Rising prices are forcing Japanese pensioners to reduce spending, undercutting Prime Minister Shinzo Abe's plan to boost economic growth and pay down the hefty public debt burden in one of the world's fastest aging nations.
"There is no solution to the structural problem: the government is running a huge budget deficit, but the only way to coax the elderly into spending more is by increasing public spending on them," said Dai-ichi Life Research Institute (DLRI) chief economist Hideo Kumano.
Japan limped out of a technical recession in the fourth quarter of 2014, but consumers are still struggling.
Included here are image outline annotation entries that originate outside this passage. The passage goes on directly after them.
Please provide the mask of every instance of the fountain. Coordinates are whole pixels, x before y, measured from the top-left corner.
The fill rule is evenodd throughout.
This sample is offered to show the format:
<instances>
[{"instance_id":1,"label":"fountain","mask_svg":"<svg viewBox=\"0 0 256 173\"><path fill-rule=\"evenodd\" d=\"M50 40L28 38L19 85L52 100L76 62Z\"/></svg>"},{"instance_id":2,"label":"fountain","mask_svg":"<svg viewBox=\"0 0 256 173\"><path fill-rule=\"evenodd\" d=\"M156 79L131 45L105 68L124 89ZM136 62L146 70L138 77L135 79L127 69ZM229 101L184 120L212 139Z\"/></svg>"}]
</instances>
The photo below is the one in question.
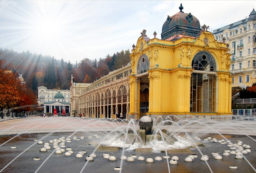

A 3-percentage-point tax hike to 8 percent last April continues to weigh on consumption, while higher import prices have exacerbated the situation due to the yen's over 40 percent decline against the U.S. dollar since Abe's return to power.
In January, Japanese household spending fell 5.1 percent on month – its 10th consecutive decline, marking the longest losing streak since the global financial crisis. Meanwhile retail sales fell 2.0 percent – their first decline in 7 months.
The elderly are reducing spending the most.
"The average Japanese is suffering because of a weaker yen," said Keio Business School associate professor Seki Obata, but "pensioners are suffering the most from the rising prices because there is no prospects of their incomes rising."
No work, no spend
Whether a pensioner can afford to spend or has to cut back depends on their ability or willingness to work, according to according to DLRI's Kumano figures, citing government data.
The 37.8 percent of households with no income from paid work cut back spending by 1.5 percent in 2014 – and nearly all (95 percent) of these households are over 60 years old, according to DLRI's Kumano.
By contrast, the over-60 year olds that do have some income from work are happily parting with their money. Business owners, for example, spent 6.9 percent more on-year in 2014, while non-business owners with paid work increased spending by 1.8 percent.
One out of two Japanese men between 65 and 69 are in paid work, and a quarter of those over 70 do too. Around half of them are self-employed, according to government data.
More spend, more taxes
Still, they won't be able to work forever and Japan's population is set to age at a fiscally alarming pace.
Currently around a quarter of Japanese are over 65; by 2033, the proportion is set to rise to over 30 percent, according to government estimates.
That leaves the government in a bind, analysts say.
Raising taxes to care for the elderly depresses consumer spending and economic growth – but not raising taxes will only increase Japan's debt load, which at 231.9 percent of gross domestic product is among the highest in the world.
The April consumption tax hike was supposed to help pay for the rising social security costs of caring for the elderly, but it may not be enough. Yet economists warn that pushing ahead with a second hike in April 2017 – delayed from October 2015 as the first tax hike wreaked havoc on the economy – will only tip Japan back into recession.
Given how fragile the economic recovery is, "I don't think (Prime Minister) Abe will be able to raise the consumption tax," said Keio Business School's Obata. "What remains to be seen is whether he will concede he won't be able to reduce the budget deficit either."